# Extended luminous range?

Question: You’re offshore on a perfectly clear night, preparing to make a landfall, and figure out that a lighthouse has a luminous range of, say, 11 miles and a geographic range of 20 miles. Inside 20 miles, the geographic range is such that you should begin to see the light. You could then do what is known as “bobbing the light”setting dividers to the combined geographic range of height of eye and height of light and strike this distance on the chart so that it crosses your track line. But, of course, you can only do this if the luminous range is great enough. If you use a pair of powerful binoculars, can you increase a light’s luminous range? How about using a telescope?

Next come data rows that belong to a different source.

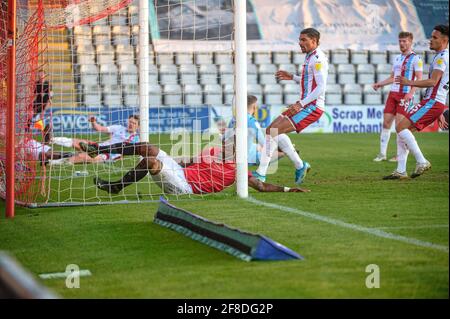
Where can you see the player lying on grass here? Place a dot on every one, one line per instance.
(40, 151)
(257, 137)
(308, 110)
(211, 172)
(430, 109)
(118, 134)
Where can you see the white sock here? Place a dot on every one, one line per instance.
(411, 143)
(266, 155)
(402, 155)
(285, 144)
(59, 161)
(63, 141)
(384, 140)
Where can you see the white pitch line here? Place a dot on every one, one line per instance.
(412, 227)
(362, 229)
(58, 275)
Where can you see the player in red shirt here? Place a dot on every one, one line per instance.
(210, 172)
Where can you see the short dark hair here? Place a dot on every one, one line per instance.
(311, 33)
(405, 34)
(442, 28)
(251, 99)
(134, 116)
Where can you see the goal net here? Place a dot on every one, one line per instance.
(83, 74)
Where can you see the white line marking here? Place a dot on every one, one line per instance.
(362, 229)
(57, 275)
(412, 227)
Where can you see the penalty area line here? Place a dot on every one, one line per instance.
(359, 228)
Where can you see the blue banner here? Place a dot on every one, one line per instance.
(161, 119)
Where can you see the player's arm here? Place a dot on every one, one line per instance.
(433, 81)
(320, 70)
(266, 187)
(385, 82)
(410, 95)
(98, 127)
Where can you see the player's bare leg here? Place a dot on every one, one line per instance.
(404, 130)
(149, 163)
(385, 135)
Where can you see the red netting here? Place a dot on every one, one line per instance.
(34, 18)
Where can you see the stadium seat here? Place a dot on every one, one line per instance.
(228, 94)
(256, 90)
(252, 74)
(359, 57)
(88, 74)
(92, 96)
(82, 40)
(213, 94)
(188, 74)
(352, 94)
(366, 73)
(203, 58)
(267, 74)
(223, 58)
(392, 55)
(164, 58)
(340, 56)
(168, 74)
(298, 58)
(226, 73)
(120, 35)
(85, 59)
(282, 57)
(83, 30)
(262, 58)
(172, 94)
(124, 54)
(208, 74)
(346, 73)
(333, 95)
(184, 58)
(128, 73)
(119, 18)
(193, 94)
(291, 93)
(153, 74)
(135, 35)
(372, 97)
(273, 94)
(112, 96)
(108, 74)
(130, 95)
(383, 71)
(155, 95)
(378, 57)
(331, 74)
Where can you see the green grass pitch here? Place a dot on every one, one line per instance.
(129, 256)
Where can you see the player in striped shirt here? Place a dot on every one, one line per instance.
(430, 109)
(409, 65)
(307, 110)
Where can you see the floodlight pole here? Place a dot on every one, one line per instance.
(240, 43)
(11, 110)
(144, 69)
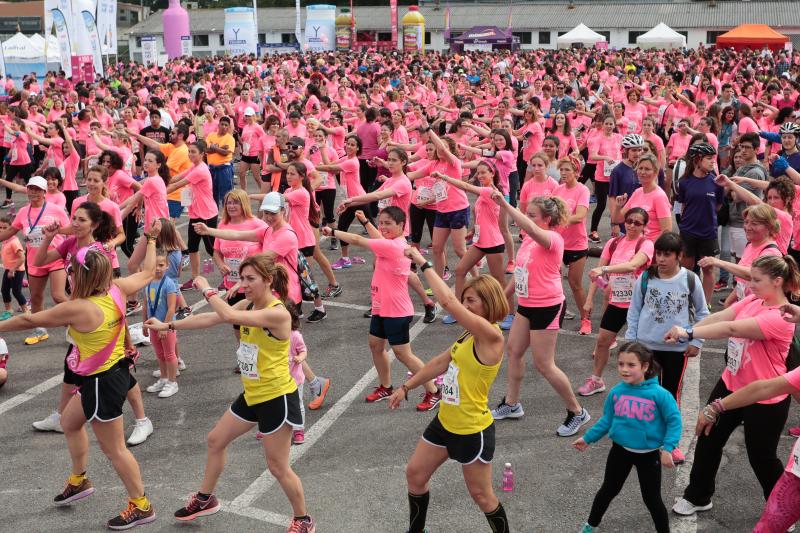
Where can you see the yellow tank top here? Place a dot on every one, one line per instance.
(264, 362)
(90, 343)
(464, 407)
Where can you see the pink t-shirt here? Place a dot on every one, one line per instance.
(390, 298)
(234, 252)
(760, 359)
(537, 272)
(487, 217)
(154, 193)
(657, 206)
(575, 236)
(625, 250)
(203, 204)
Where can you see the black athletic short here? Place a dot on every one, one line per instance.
(614, 318)
(272, 414)
(466, 449)
(103, 394)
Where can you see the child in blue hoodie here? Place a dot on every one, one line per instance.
(642, 419)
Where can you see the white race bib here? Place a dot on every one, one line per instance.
(451, 394)
(621, 288)
(521, 281)
(247, 358)
(735, 353)
(440, 191)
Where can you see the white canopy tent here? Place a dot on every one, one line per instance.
(580, 34)
(662, 36)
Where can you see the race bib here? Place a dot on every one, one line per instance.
(735, 353)
(186, 196)
(521, 281)
(247, 358)
(233, 263)
(622, 288)
(451, 394)
(440, 191)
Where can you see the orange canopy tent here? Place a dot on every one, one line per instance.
(753, 36)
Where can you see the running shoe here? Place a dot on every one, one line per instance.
(319, 395)
(195, 507)
(448, 319)
(306, 525)
(429, 401)
(317, 316)
(342, 263)
(430, 314)
(132, 517)
(51, 422)
(572, 424)
(39, 335)
(592, 386)
(142, 430)
(170, 388)
(73, 493)
(379, 393)
(504, 410)
(686, 508)
(332, 291)
(677, 456)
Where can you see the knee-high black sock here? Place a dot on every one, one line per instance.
(418, 510)
(497, 520)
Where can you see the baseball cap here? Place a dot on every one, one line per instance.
(273, 202)
(38, 182)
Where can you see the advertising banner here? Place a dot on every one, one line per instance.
(240, 31)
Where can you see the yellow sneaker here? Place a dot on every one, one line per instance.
(39, 335)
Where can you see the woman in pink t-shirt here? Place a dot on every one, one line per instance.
(392, 310)
(621, 262)
(540, 309)
(759, 340)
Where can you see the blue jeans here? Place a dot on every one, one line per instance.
(221, 180)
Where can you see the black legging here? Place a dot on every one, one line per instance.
(763, 425)
(618, 466)
(601, 194)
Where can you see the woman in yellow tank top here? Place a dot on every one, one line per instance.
(95, 321)
(270, 399)
(463, 429)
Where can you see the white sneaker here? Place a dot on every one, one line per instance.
(158, 385)
(170, 388)
(141, 431)
(50, 423)
(686, 508)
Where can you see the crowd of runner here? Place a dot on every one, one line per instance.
(512, 159)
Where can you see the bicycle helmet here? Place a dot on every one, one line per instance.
(632, 140)
(701, 149)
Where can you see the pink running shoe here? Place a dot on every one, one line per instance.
(592, 386)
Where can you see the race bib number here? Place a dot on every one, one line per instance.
(233, 263)
(622, 288)
(735, 354)
(521, 281)
(247, 358)
(440, 191)
(186, 196)
(451, 394)
(608, 167)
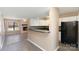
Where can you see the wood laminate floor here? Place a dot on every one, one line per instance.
(16, 43)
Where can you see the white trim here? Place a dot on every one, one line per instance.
(36, 45)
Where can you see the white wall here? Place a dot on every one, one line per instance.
(48, 41)
(67, 19)
(1, 30)
(53, 28)
(39, 22)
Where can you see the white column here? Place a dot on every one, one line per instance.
(53, 27)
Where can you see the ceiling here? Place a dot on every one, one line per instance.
(32, 12)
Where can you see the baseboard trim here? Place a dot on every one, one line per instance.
(36, 44)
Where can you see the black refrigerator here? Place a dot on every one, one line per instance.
(69, 33)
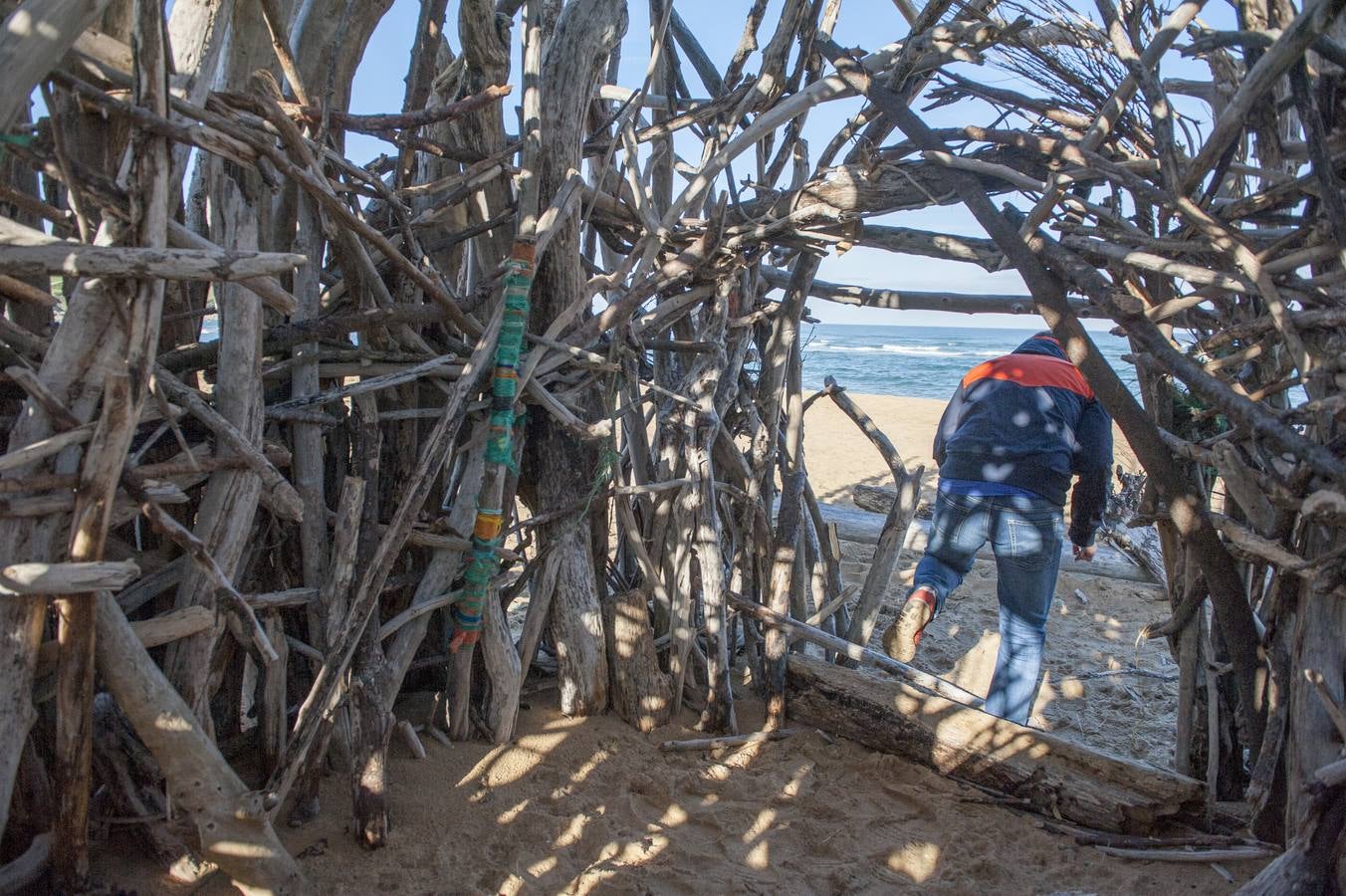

Matt Drukker Williams College, Williamstown, Mass.

Answer: Will using binoculars increase the luminous range of the beacon?

Unequivocally, yes! Boy, that was easy. Unfortunately, for every complex question there are any number of simple, elegant, and incorrect answers. If you wish to know more, we will have to wander through a whole world of ambiguity. The following is just a start.

The mathematics used to calculate luminosity differs with whether the light is a “point source” or an “extended object.” A point source of light is so tiny that it will not appear any larger regardless of how much we attempt to magnify it. Conversely, an extended object is one that can be magnified. The size of lighthouse beacons vary quite a bit. Therefore, we cannot simply insert a “lighthouse” as part of the equation. One would need to know the size of the lens and the luminosity of the lamp, among other things. Some lenses are two feet in diameter; others may be more than 12 feet high. Some emit 100,000 candle power; others more than 20 million candle power.

The Fresnel lenses used in lighthouse beacons were created to keep the beam collimated and bright at the greatest possible distance. This would work great in a vacuum. But the fact is that no matter how “perfect” the atmosphere is to the mariner, it is not perfect to the light rays trying to get through it, and some image brightness will be lost through scatter and absorption.

When viewing extended objects, brightnessat a given magnificationincreases with aperture. A binocular with a 50-millimeter object lens will have the light grasp of 51 eyes, and a 7×50 binocular will have a considerably brighter image than a 7×35. (It is a myth that the light grasp of a binocular is that accumulated by both objective lenses. There is an overall enhancement of acuity. However, this is because the ability to use both eyes increases contrast as much 40 percent.)

It would be great if we could end the story here. Unfortunately, just as the binocular objective allows for increased brightness, so too does its magnification decrease it. A beacon emits only so much light. Each time the image size is increased by a factor of two, the brightness is decreased by a factor of four. Thus, you may want to take “powerful” out of the picture. So, where do we stand at 11 miles?

I have called on Barlow Pepin, a former editor with Sky & Telescope magazine, to do the math. His calculations were based on viewing the beacon as a point source having an unaided visual range of 11 miles with a 7×50 binocular. His assessment is as follows:

“We are told that the lighthouse is invisible to the unaided eye at more than 11 miles distance. Assuming we are looking at the beacon as a point source of lighti.e., not having a visible angular sizeand taking its brightness at a one-mile distance as a standard, the beacon’s brightness at 11 miles (under the inverse-square law) would have dropped to approximately 0.007 of its brightness at one mile. By rough extrapolation using the inverse square, the limit of the light’s visibility would be extended to about 79 miles by viewing it with a 7X50 binocular.”

Thus, the binocular would increase the visibility from 11 miles to the limit of the light’s geographic range of 20 miles. The light wouldn’t be visible beyond the geographic range because the curvature of the earth would block the light from view. But “bobbing” the light is difficult enough with the naked eye if there is any motion to the boat, let alone peering through the small field of view of binoculars. Telescopes are more powerful than binoculars, but the field of view would be so small as to render them useless on a rolling platform the size of a super tanker or an aircraft carrier. One saving grace is that distortion of the light might affect range but not its bearing.

You see, “yes” wasn’t such a bad answer after all.